Nun sehen wir anschaulich, wie uns die IKIGAI Philosophie zu mehr Wohlbefinden verhelfen kann. Wir müssen keine aufwändigen Programme, Mitgliedschaften oder Urlaube planen, bezahlen und durchführen.

Wir können IKIGAI im Alltag allein durch die Kraft unserer Aufmerksamkeit erleben. Wir können dankbar für die vermeintlichen “kleinen Momente” werden und sie bewusster erleben.

Weitere Dinge, die du tun kannst:

  • Natur betrachten, Natur bewundern, Vögel oder andere Lebewesen bestaunen, Sterne und in dieser Zeit auch Sternschnuppen beobachten. Es gibt in Berkely eine ganze Forschung zu “Awe and Wonder”, die die Vorteile des Geisteszustandes erforscht, wenn wir in Bewunderung verfallen.

  • Beziehungen pflegen. Wahres Zuhören und Wertschätzung üben.

  • Dankbarkeit und Selbstlosigkeit praktizieren. Anderen etwas Gutes tun (“Engagement”), ohne dafür etwas zu erwarten. Dies können vermeintlich kleine Gesten sein, es müssen keine großen Taten oder wertvolle Geschenke sein.
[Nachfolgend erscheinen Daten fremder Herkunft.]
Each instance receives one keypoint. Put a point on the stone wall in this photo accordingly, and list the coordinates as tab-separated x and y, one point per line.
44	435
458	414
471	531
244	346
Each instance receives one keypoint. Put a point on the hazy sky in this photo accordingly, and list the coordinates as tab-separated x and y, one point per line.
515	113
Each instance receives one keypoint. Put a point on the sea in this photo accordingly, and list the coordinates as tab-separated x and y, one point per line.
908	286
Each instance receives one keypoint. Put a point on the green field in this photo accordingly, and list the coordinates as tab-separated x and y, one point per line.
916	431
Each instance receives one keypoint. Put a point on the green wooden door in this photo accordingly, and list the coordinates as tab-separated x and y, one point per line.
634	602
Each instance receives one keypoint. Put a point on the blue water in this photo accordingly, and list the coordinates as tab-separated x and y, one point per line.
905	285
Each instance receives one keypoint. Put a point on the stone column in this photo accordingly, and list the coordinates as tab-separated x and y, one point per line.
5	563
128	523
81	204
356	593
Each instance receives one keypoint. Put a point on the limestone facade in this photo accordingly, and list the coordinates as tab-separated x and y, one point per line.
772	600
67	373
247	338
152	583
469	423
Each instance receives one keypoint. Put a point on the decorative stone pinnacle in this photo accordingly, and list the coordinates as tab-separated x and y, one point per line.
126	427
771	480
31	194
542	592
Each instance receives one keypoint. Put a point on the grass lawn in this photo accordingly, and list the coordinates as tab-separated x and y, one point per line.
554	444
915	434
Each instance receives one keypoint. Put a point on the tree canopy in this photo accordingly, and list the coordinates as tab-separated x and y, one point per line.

Es kann einfach Zeit und Aufmerksamkeit sein.

Wir hoffen, dieser Beitrag war hilfreich für dich. Weiter Beiträge über IKIGAI findest du in unserem Blog.
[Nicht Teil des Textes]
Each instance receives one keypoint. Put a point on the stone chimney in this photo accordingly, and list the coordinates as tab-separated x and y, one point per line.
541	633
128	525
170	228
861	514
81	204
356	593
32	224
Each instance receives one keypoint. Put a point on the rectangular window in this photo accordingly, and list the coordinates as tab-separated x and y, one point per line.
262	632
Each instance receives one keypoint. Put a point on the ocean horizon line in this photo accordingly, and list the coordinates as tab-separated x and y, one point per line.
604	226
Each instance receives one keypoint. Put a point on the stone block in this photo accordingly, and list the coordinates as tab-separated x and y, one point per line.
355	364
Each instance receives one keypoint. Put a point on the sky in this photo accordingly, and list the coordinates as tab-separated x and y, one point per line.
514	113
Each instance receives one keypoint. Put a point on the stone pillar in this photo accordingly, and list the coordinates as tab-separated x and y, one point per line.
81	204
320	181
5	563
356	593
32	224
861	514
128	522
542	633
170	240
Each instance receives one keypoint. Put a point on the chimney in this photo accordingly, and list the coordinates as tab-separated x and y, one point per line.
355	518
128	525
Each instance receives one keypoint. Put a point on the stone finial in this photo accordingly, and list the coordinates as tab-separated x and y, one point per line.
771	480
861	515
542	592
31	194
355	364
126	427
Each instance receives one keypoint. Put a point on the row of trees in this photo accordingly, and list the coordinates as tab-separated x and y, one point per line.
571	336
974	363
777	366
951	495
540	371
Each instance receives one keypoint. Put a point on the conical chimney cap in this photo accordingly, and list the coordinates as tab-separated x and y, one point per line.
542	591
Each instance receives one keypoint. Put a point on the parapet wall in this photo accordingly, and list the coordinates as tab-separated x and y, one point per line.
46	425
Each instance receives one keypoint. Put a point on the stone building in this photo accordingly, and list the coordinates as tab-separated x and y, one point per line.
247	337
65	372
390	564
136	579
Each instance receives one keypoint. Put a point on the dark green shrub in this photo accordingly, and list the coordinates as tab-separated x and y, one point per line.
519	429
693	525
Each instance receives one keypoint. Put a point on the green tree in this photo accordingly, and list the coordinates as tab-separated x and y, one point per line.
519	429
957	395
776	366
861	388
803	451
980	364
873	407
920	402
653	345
* „Iki” entstammt dem Verb „ikiru” und bedeutet Leben, „gai” steht für „Wert” oder „wertvoll”. 

Je nach Kontext haben die Worte unterschiedliche Bedeutungen:

„Iki“ steht für 

  • Leben

  • Geburt

  • Alltag

“Kai” steht für

  • Wert

  • Wertvoll

** Dieser weite Blick ist für Mieko Kamiya sehr typisch. Sie lebte selbst in Genf und studierte in Amerika. Ihr Horizont war dementsprechend weit.

*** Gegen Ende des 20. Jahrhunderts erhält das traditionelle Japanbild einen Gegenpol, der sich aus Symbolen technologischen Fortschritts (Kreuzung Shibuya), Schuluniformen, fleißigen Arbeitern und einer Jugendkultur Japans zusammensetzt. Heute lässt sich das visuelle Klischee Japans als hybrid beschreiben, zwischen dem alten und dem modernen Japan.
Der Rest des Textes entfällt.